At fourteen I could not be silent. But if my mother was still under the sambenito, still crafty and resilient, I could accept it. There was another burning question, another anger in me. “Tell me about Father. Where did he go?”
She shrugged. “He’s not a scholar, that is for certain, but he has a way in the market. His letter said he went north, as I told you. Your uncle is in Zacatecas, and perhaps he went there. We are stripped of all they knew we had, but there are family interests in the silver mines, and I hope that he has gone to claim them. If we don’t starve to death before he sends money, we should survive.”
“And Grandfather?”
She pursed her lips, as she had done when she first mentioned my father. “This is more than he can bear. It would be best to find him a refuge elsewhere. But I cannot live here alone, and your father said so cryptically that we would keep the house, though what sleight-of-hand he used for that I do not know. So here I have a home; your grandfather, shattered though he is, has a home; and so I must gather what little food is thrown to me, in exchange for a touch of my glowing sambenito.”

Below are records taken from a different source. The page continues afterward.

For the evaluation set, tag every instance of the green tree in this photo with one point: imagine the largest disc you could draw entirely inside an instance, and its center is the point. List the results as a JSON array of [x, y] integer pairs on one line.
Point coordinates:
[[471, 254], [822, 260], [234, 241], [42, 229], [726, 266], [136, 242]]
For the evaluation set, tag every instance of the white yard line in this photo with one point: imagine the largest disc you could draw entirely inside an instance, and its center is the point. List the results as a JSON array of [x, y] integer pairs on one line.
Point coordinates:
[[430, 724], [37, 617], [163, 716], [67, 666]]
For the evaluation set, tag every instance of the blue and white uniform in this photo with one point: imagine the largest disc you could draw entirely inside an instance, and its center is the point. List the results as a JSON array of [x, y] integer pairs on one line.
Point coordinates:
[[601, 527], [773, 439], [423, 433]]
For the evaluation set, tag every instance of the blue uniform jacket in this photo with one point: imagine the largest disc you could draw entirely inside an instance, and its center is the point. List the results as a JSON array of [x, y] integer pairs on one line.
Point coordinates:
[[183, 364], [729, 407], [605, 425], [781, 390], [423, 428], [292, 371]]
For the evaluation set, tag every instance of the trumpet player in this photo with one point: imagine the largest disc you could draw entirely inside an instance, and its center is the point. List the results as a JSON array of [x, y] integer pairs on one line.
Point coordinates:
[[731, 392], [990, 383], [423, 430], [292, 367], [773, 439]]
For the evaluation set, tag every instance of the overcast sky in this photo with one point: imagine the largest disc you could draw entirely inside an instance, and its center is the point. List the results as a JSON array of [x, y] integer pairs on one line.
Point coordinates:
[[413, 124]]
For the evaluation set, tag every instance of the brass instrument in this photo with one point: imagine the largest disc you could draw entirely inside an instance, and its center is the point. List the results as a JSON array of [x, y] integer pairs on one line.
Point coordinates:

It was only when I was a woman nearing fifty that I appreciated what she had done.

About Claudia H. Long

Claudia Long is the author of Josefina's Sin, The Duel for Consuelo, The Harlot's Pen, and Chains of Silver. Three of these take place in Colonial Mexico during the Inquisition. She lives in Northern California where currently practices law as a mediator for employment and housing discrimination cases as well as complex business disputes. She is married and has two grown children and one magnificent grandchild.